Between 11 and 15 per cent of the British population will vote for the party, but, the analysts tell us, they will be represented by just one, possibly two, MPs in parliament.
With less than half that – 4 per cent of the vote – the SNP stand to win about 50 seats. Ed Miliband, with as little as twice the UKIP vote, could end up forming a government. It should be little surprise that Farage advocates electoral reform.
— May2015 Election (@May2015NS) May 5, 2015
It gets worst, the pessimist will tell you. There is a real chance Cameron will experience an incumbent swing at the last minute. Voters who have been considering backing various smaller parties will panic as they walk to the polling station, pondering the very real prospect of an SNP lead Labour minority government, and vote Cameron for fear of the unknown.
Hoping to appeal to pessimists, Cameron has been arrogantly calling UKIP voters “home” and Tim Montgomery of The Times dismissed UKIP as a very successful “pressure group;” which has done its job by pulling the Tories right and into a referendum, and must now stop damaging the “anti-Labour” vote.
The optimists, however – Farage included – are banking on what has come to be know as the “shy kippers.”
UKIP’s core supports are hardly “shy,” of course, and are in fact more likely to turn up at the booth than core supporters of other parties. The shy-kippers, rather, are those who like UKIP policies (like the 70 per cent of Britons who want immigration reduced) but have not been active supporters of the party, and might not have shown up in the polls.
Statisticians have long observed the phenomena of right wing parties over-performing at the ballot box compared to the polls (Just look at what happen to John Major in the 1990s.)
The phenomenon could be especially pronounced with UKIP. According to YouGov, as many as 55 per cent of UKIP supporters say they would be “embarrassed” to tell friends and family they were voting UKIP, and only 10 per cent say they would be “proud.”
According to the liberal-left, “progressive” is synonymous with “nice,” and right-wing pragmatism is analogous with “nasty.” In a country where student supporters are banned from campuses, UKIP offices are vandalized and campaigners assaulted, it may be more about self-preservation than pride.
Those who are not vocally engaged with politics simply can’t be bothered with the hassle and allegations, so keep their views to themselves.

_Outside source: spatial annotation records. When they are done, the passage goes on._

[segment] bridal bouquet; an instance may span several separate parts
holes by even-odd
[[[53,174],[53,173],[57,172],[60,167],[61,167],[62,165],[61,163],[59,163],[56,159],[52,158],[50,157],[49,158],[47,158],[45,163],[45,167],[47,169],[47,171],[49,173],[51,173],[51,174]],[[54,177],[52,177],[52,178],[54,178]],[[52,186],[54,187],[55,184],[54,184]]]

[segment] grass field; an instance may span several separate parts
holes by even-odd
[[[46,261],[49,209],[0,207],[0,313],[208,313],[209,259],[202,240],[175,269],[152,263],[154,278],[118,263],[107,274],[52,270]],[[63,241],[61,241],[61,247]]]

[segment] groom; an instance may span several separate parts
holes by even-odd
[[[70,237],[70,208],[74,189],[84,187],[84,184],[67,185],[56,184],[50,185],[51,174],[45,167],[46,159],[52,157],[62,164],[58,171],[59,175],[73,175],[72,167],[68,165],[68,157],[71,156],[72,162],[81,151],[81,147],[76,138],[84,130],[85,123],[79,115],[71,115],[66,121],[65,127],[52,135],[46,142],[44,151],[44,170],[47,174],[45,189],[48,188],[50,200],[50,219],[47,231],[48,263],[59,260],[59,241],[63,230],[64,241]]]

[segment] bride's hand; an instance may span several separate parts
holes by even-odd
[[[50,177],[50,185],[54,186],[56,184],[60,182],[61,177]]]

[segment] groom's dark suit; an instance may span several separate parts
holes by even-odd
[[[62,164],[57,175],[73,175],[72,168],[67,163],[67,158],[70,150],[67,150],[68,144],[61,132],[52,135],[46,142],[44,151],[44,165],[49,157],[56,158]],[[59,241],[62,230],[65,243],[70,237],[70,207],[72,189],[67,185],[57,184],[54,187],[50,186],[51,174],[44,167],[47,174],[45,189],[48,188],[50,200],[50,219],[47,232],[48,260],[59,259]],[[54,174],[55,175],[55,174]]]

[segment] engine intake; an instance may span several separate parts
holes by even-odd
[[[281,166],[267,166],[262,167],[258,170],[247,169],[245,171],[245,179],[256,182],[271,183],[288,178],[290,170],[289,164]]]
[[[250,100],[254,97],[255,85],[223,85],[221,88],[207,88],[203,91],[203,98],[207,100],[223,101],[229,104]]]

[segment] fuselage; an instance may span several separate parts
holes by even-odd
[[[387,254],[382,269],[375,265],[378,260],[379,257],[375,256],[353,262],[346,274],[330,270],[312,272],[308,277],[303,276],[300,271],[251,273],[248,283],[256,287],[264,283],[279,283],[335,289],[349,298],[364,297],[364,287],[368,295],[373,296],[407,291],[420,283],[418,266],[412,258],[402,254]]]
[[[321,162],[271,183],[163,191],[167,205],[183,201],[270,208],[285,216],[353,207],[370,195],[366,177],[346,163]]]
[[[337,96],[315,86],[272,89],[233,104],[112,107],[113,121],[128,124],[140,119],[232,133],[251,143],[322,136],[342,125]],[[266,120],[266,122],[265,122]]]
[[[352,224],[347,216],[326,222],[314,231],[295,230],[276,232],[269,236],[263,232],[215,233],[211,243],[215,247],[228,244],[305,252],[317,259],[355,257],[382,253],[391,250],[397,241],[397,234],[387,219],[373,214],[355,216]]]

The beauty of privacy at the ballot box is that all the intimidation, pessimism and dirty tricks thrown in UKIP’s direction matter little. We saw it in the Scottish referendum, where the “progressives” faded and the no voters came out of the woodwork at the last moment.
UKIP won a national election just last year. There is every chance there is a large number of shy kippers out there, and only election night will reveal them.